Figures 7 and 8 show a side view of a snowshoe 50 having a joint 52 between a fore snowshoe body section 54 and an aft snowshoe body section 56. The joint 52 can be made generally as described above, with both fore and aft sections 54 and 56 being bolted or riveted to a metal structural rail 58 that also serves as a traction element, as shown, with teeth 60 extending downward toward terrain. Figure 8 (bottom plan) shows that the metal rail/traction element 58 has several horizontal flanges 58b for fasteners 62 to secure the rail member to the fore and aft molded plastic sections. Figures 7 and 8 show a pin connection 64 that connects a footbed/crampon mounting 66 to the metal structural rail 58 to allow pivoting of the footbed/crampon assembly within a central opening of the snowshoe, such as the opening 11 or 32 shown in Figure 1 or 2.

Figures 9 and 10 show another form of rail joint wherein the joint is made flexible through an angled connection. In this joint the two snowshoe sections 70 and 72 joined via obliquely angled horizontal deck joint edges 74 and 76, as shown in both Figures 9 and 10, and via abutting vertical plates 78 and 80 that are integrally molded with the sections. In Figure 10 the vertical plates 78, 80 are shown abutted in contact, and they can be secured together by a fastener through those abutted plates (not shown) .

Figure 11 shows a snowshoe of the invention being

subjected to torsion by a person applying a twisting moment, such that the forward end or nose 24 is twisted relative to the aft end 28. The crampon/binding assembly 82 is seen in this view, pivotally connected to the traction rail at each side. In a preferred embodiment, a torsional force applied to the snowshoe by uneven terrain and from a user of average weight (150 to 170 pounds) will create an angular deflection of about 15° to 20° or more in the snowshoe, between forward and aft ends. As explained above, this is achieved through the joints that connect fore and aft sections, as well as by the material and thickness of material used. The structural traction rails allow this torsional flexibility while acting as load-bearing spars for flexure strength for the length of the snowshoe.

Figure 12 shows schematically a part of the snowshoe including a portion of the molded deck rim 20, 22 and a structural traction rail 26, secured to the underside of the deck. The drawing shows a metal portion 84 of the

crampon/binding assembly 82, where this crampon assembly is secured to the rail 26 via the pin connection 64. The metal portion 84 extends away from the rail 26, which is inward of the snowshoe (toward the viewer in Figure 12), as indicated by the sectioned region 86. This drawing indicates one method for rotation-limiting the crampon/binding assembly.

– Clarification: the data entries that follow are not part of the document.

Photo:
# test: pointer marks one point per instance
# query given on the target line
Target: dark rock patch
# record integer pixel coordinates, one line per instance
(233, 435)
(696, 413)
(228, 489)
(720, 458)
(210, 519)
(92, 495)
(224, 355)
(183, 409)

A tab 88, which is fixed to the rail (which can be an extension of a protruding end 90 of the tab into a hole in the rail) , co-acts with the pivoting crampon/binding structure 84 to allow rotation only through an arc as defined by an arcuate cutout area 92 in the metal piece 84.

The joints 16, 18 provide for the torsional flexibility of the snowshoe in combination with the flexibility of the snowshoe molded deck sections themselves, a function of material and thickness and any reinforcing patterns molded into the deck. The two deck sections can be of different materials, not only for torsional flexibility or rigidity but to provide one section with higher strength or toughness requirements than the other. Properties can be tailored;

colors can be different.

The above described preferred embodiments are intended to illustrate the principles of the invention, but not to limit its scope. Other embodiments and variations to these

preferred embodiments will be apparent to those skilled in the art and may be made without departing from the spirit and scope of the invention as defined in the following claims.